Pflegeeltern nehmen Kinder auf, die bei den leiblichen Familien nicht bleiben können. Doch in Ballungsräumen, aber auch in ländlichen Gegenden fehlen Pflegeeltern. In manchen Fällen ist die Suche besonders schwierig - es gibt aber auch Lichtblicke.

Über dieses Thema berichtet: Mittags in Franken am .
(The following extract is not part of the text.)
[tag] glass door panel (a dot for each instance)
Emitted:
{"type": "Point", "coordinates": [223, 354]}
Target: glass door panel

Schon im April hat das Jugendamt in Neustadt an der Aisch-Bad Windsheim Alarm geschlagen: Man suche dringend Pflegeeltern. Nun, fast ein halbes Jahr später, hat sich die Lage nicht entspannt: "Wenn wir in die Zukunft schauen, macht uns das schon Sorgen, ob wir genug Familien finden", sagt Sigrid Mosé, die sich seit 39 Jahren beim Jugendamt Neustadt an der Aisch um die Pflegekinder kümmert.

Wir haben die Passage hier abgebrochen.